How to convert a VCF with genotypes and phasing info to list of haplotypes for ROI/SOI?
VCF files created with GATK HaplotypeCaller/GenotypeGVCFs include genotypes and the phase between close by heterozygous genotypes.
In theory this should make it possible to output haplotypes for a Region Of Interest(ROI) and Sample Of Interest (SOI).
For example if there are 3 close by heterozygous genotpyes in 100bp region of interest, in theory there are 8 (=2 X 2 X 2) haplotypes. By looking at the phasing it might become clear there are only 2 haplotypes, i.e. the 3 heterozygous genotypes are in phase for all the samples of interest.

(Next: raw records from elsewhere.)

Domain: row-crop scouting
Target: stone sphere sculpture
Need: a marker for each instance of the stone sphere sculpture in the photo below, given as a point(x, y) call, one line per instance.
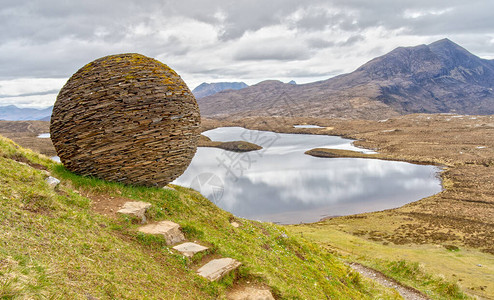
point(126, 118)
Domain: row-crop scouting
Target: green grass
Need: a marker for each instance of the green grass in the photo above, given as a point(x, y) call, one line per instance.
point(52, 245)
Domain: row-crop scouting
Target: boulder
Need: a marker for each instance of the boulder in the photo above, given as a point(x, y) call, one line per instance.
point(52, 181)
point(126, 118)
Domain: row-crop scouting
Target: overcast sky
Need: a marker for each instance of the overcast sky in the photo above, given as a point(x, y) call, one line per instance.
point(42, 43)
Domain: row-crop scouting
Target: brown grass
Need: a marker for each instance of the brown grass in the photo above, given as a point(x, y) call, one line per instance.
point(463, 214)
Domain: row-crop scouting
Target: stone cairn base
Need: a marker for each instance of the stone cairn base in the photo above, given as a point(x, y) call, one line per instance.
point(126, 118)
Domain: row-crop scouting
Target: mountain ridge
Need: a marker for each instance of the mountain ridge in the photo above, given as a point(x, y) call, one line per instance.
point(441, 77)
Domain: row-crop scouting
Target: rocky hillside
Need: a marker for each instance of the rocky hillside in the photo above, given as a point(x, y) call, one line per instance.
point(207, 89)
point(65, 240)
point(437, 78)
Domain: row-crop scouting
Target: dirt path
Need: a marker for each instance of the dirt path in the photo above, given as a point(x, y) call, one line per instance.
point(407, 293)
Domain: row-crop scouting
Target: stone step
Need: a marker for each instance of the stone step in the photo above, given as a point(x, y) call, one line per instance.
point(250, 293)
point(135, 209)
point(168, 229)
point(218, 268)
point(189, 249)
point(52, 181)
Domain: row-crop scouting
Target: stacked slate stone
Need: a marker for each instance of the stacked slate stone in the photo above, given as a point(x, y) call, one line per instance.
point(126, 118)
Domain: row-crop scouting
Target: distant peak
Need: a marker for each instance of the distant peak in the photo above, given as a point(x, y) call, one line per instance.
point(269, 81)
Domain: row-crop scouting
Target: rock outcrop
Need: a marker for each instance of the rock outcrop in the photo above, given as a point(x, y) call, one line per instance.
point(126, 118)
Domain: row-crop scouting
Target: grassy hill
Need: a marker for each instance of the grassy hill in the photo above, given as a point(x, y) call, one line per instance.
point(67, 242)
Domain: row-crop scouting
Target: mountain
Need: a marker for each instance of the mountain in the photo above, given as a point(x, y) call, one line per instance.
point(441, 77)
point(207, 89)
point(14, 113)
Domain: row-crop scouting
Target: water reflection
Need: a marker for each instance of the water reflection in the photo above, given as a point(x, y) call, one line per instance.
point(282, 184)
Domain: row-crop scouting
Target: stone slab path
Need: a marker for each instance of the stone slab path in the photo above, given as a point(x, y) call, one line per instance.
point(406, 292)
point(168, 229)
point(189, 249)
point(218, 268)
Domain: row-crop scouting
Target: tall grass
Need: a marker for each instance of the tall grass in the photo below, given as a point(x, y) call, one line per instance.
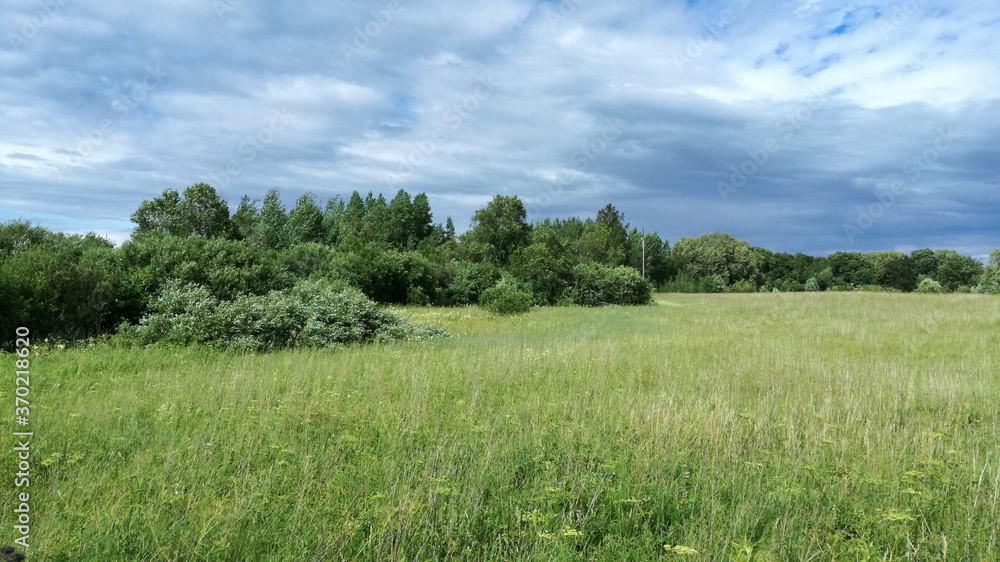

A few years back I tried to use VCFLib vcfgeno2haplo for this. But it did now work as I expected in my hands. https://github.com/vcflib/vcflib/blob/master/doc/vcfgeno2haplo.md
Does anyone know what currently are good tools to convert a vcf with genotype and phase info to haplotypes? And did you maybe also find out how trustworthy the GATK haplotype information is?
As command line example would be the following
genoAndPhaseToHaploTool -input my.vcf.gz -region Chr_01:100-200 -samples samples.txt
I am not sure how to best format the output, but I could imagine something like this
H1 ATCGATCG
H2 ATCCATCG
H3 ATCAATCG
H4 ATCTATCG
H5 ACCTATCG
H6 CCCTATCG
Sample1 = H1, H2
Sample2 = H2, H2
Sample3 = H4, H1
H1 = Sample 1, Sample 3, frequency = 0.33
H2 = Sample2, Sample 1 frequency = 0.5
H3 = None, frequency = 0
H4 = Sample3, frequency = 0.166
I have Illumina 150bp sequencing data for multiple samples. I am looking to leverage the phase information from the sequencing data to determine the haplotypes for small regions of interest. Regions can be as small as 100bp, or 150, so even within the Illumina read length.